Non School sponsored Team

We are team 1359 a rookie( placed 2nd at Portland regional qualifications) We are a Boys Scouts Venture Crew. We are not sponsored by a school. I was wondering how many other teams are not school sponsored? Whether or not you have found not being school affiliated a positive or negative thing? Just curious.

the team im on isnt sponsored by a school, out main sponsor is DuPont and i feel that havin a team that is made up of alot of different schools is better because u form friendships with kids that you probably wouldnt have meet if you werent in robotics with them :smiley:

Just out of curiosity, how is recruiting done? How did you find out about this city-wide team?

How is absence from school handled?

Team 125 is a melting pot of Boston schools.

Our high school kids are from several Boston area high schools, mostly Boston Latin and Brookline high schools.

Lately we have been having difficulty recruiting high school kids and we will lose some very valuable kids due to graduation this year. The high schools haven’t supported the team all that much this year. With one notable exception, a teacher from Boston Latin has helped out quite a bit this year.

Our corporate sponsor is Textron Systems. They’re around to make sure our college student ideas stay grounded in reality. Our head guy George, who is from Textron cracks the whip and tries to keep things on schedule.

Our college sponsor Northeastern University’s College of Engineering provides an excellent lab enviroment for us to use. We have an office, large lab, computer room, and machine shop. Which they even plan to re-model giving us more room in the coming year. Most of the mentors are engineering students at Northeastern. Two professors also help out a great deal on the team.

Myself, I’m actually a computer engineering student from Northeastern’s next door neighbor Wentworh Institute of Technology. We don’t have a team at my school. The Northeastern team takes in everyone who will put forth effort on their team.

We have presentations of our robot and team at different high schools, museums, and other activities with teenagers there. We go everywhere we can to try and make our team known. The students on my team come from 14 different highschools, both public and private, and from 3 different states, so we come from all over. Most of the time people find out through word of mouth, although MOE has been in the newspaper a few times. As for the absences, we each get a permission slip that states the days we will be missing school, and we need to get both our parents and a school official (principal, dean of students, etc) to sign it.

Being on a team with such diversity has its advantages and disadvantages, depending on how you look at it. We do have the travel and permission issue, and there are some students from arch rival schools who need to work together ;-), but I absolutly love it. We always have so many different views on problems, and so many different backgrounds. I am the only person from my entire school on the team, so it was amazing to meet around 35 completly new people who liked the same thing I did.

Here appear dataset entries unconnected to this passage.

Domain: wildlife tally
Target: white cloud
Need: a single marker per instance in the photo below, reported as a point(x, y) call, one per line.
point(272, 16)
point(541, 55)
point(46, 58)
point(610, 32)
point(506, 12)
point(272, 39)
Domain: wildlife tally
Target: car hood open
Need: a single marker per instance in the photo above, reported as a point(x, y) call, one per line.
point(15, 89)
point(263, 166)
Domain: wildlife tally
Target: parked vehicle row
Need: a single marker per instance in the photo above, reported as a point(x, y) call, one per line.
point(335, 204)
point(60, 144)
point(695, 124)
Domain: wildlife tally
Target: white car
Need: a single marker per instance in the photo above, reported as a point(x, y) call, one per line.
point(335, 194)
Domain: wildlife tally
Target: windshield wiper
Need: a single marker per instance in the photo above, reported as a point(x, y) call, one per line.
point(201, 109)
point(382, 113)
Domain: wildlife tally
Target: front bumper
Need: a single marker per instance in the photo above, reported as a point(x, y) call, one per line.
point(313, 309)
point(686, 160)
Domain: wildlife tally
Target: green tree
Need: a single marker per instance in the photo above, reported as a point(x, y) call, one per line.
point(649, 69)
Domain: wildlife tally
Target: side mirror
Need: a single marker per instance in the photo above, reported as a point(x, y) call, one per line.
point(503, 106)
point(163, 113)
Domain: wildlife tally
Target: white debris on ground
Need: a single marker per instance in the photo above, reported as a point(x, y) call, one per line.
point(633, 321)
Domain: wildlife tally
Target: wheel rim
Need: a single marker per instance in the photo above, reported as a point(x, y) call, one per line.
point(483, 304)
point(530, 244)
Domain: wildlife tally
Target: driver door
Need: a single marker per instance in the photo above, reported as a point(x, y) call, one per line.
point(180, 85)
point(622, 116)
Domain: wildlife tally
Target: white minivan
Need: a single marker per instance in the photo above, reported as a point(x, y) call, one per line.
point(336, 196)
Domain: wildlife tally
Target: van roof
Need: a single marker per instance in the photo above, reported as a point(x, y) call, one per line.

Hope that helps :slight_smile:

Team 891 is a melting-pot team. We draw through the district vocational school students from the four city high schools…some more than others.

While we’re technically sponsored by the school district as a whole we’re somewhat separated from the schools in that none of the high schools themselves are direct participants in the program - the two teachers are from the vocational school for us, along with engineers from SRC and some college students, myself included in the latter group.